Load http://localhost:3000/workspace and ensure the translation repository is loaded:

dagster-workspace-repo-loaded

Next, navigate to the Jobs page for the translation repository:

dagster-translation-repo-jobs

And finally, select the gold job from the table:

dagster-translation-gold-job

This will bring you to an overview of the job. Specifically, you will see the graph of operations that the job uses, as well as information about the resources needed for the operations. Click on the Lauchpad tab to examine the job's configuration:

dagster-translation-gold-overview

In the launchpad, we see the configuration for the job, which includes a reference to a nmdc_merged_data.tsv.zip input file that was present in the nmdc-runtime git repository, accessible via the /opt/dagster/lib/ path.
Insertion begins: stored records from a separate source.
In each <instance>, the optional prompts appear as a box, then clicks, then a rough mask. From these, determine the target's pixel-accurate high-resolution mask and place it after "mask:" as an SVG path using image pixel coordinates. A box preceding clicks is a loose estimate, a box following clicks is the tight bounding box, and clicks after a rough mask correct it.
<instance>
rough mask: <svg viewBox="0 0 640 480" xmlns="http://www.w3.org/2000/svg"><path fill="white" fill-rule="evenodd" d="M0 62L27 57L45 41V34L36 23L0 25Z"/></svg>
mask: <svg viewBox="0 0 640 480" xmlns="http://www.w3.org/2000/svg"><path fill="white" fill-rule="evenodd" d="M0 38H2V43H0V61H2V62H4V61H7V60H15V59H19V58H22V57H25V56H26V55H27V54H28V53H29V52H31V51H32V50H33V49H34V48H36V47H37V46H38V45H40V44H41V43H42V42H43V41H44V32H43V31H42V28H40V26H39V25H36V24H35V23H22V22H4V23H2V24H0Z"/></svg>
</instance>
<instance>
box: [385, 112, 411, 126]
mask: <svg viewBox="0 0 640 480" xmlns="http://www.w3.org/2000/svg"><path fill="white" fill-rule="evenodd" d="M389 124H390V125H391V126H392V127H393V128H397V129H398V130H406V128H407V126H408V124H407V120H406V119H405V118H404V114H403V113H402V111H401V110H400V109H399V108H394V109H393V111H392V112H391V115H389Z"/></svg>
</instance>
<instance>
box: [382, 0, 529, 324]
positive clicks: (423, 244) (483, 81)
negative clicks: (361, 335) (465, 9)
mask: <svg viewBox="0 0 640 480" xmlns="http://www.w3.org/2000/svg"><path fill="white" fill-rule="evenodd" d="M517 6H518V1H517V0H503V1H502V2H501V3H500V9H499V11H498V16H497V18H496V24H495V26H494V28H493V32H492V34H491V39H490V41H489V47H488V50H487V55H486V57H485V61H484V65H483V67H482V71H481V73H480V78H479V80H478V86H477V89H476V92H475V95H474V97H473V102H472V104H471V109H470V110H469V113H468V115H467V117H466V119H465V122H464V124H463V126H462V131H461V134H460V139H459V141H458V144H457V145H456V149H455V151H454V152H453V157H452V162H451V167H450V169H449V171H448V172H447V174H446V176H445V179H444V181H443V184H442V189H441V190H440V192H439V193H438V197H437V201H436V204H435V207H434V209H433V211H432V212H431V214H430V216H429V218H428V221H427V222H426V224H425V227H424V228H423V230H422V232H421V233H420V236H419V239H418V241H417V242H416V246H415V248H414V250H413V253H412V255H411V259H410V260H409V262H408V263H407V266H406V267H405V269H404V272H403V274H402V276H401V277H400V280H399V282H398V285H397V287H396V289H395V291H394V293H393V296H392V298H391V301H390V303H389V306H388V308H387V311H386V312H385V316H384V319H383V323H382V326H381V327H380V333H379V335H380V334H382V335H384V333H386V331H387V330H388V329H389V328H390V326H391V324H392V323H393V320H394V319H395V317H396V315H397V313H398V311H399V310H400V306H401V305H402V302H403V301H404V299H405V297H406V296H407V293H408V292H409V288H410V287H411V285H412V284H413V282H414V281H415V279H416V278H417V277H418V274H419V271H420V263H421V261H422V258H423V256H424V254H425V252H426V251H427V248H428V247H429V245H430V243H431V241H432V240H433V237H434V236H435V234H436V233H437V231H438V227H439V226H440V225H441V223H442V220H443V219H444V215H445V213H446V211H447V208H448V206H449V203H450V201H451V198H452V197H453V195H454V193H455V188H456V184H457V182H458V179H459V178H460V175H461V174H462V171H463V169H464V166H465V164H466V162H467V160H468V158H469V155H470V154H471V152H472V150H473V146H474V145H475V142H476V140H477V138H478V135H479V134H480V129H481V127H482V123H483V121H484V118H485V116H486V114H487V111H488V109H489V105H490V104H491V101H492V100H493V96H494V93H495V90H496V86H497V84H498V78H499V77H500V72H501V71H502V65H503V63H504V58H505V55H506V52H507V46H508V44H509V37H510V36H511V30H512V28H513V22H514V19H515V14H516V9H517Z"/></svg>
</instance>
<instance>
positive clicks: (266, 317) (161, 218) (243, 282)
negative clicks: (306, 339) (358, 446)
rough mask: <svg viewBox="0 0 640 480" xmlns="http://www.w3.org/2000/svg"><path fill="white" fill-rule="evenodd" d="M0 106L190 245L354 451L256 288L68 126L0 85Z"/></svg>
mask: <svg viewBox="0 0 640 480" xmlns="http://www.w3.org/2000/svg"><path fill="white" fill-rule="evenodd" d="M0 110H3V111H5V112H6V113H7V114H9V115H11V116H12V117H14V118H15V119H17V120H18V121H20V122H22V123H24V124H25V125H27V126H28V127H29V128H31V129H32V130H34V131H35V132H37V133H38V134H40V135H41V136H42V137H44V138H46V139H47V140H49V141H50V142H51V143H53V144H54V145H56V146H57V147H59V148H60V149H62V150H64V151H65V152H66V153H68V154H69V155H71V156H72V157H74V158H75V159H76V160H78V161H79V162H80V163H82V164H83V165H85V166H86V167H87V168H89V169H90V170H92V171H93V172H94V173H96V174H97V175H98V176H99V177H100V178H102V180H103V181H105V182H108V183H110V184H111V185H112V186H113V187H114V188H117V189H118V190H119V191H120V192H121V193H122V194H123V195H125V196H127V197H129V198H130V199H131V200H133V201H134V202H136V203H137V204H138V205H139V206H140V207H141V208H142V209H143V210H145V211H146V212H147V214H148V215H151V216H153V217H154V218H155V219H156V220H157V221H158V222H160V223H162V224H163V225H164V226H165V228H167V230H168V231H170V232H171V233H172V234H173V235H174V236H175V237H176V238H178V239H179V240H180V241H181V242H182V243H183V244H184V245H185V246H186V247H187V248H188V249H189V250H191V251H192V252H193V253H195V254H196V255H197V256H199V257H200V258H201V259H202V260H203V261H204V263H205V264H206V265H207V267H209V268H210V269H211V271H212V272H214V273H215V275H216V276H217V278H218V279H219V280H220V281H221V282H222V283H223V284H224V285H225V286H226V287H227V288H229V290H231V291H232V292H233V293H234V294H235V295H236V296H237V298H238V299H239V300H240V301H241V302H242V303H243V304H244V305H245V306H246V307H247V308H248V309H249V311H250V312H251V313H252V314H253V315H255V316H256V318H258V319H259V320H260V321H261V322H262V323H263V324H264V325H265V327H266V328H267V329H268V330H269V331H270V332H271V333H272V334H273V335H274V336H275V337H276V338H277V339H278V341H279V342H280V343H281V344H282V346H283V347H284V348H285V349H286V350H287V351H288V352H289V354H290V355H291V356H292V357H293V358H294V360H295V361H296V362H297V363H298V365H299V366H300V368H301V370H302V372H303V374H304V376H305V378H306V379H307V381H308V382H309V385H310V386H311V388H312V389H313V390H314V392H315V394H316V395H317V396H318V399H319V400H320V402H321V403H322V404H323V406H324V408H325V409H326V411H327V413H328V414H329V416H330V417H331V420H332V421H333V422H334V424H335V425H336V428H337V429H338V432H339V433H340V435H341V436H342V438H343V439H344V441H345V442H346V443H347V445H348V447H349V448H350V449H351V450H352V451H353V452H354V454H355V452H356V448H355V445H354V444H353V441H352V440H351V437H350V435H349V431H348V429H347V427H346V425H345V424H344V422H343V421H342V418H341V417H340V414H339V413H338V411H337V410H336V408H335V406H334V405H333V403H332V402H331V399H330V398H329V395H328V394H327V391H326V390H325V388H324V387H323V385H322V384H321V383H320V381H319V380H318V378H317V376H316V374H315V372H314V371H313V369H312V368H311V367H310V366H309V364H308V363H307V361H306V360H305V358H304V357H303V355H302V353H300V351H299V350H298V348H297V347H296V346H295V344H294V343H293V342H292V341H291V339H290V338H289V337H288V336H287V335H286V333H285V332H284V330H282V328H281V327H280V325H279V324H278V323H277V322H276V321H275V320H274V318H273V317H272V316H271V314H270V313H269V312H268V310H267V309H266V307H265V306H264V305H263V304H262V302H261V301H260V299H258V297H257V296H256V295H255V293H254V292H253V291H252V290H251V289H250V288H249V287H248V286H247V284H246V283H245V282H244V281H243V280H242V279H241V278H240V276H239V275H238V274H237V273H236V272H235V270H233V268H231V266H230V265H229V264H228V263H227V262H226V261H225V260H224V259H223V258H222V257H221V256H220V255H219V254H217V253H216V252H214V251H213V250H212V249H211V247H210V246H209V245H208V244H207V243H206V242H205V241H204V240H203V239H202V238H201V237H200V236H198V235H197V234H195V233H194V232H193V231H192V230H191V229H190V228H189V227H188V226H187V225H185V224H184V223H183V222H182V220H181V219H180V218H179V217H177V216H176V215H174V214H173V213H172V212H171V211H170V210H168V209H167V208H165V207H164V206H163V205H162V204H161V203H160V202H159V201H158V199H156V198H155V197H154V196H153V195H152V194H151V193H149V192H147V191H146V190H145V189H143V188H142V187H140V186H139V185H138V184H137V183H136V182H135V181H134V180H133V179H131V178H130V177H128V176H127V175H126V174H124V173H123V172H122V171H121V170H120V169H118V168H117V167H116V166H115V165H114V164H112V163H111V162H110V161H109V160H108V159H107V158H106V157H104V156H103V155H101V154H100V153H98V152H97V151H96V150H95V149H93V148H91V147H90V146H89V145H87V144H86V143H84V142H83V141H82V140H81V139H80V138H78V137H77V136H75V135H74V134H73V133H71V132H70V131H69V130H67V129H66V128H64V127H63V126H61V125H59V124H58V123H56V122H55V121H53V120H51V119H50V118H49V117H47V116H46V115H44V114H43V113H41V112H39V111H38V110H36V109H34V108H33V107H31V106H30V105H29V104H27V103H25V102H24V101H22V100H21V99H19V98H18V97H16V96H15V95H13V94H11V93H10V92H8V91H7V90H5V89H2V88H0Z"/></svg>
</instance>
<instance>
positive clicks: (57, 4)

We also see a button to launch a run of the job, i.e. a run of the graph of operations configured with the YAML shown:

dagster-translation-gold-launchpad

This job is being run manually. Other jobs in the Runtime system may be launched via Dagster sensors that yield RunRequest(run_key=..., run_config=...) in the body of the sensor logic. Sensors can periodically (e.g. every ~30 seconds) poll the system for any activation conditions, such as the presence of new data objects of certain types. A sensor may then yield a RunRequest for an appropriate job with e.g. the data object ID in the job configuration.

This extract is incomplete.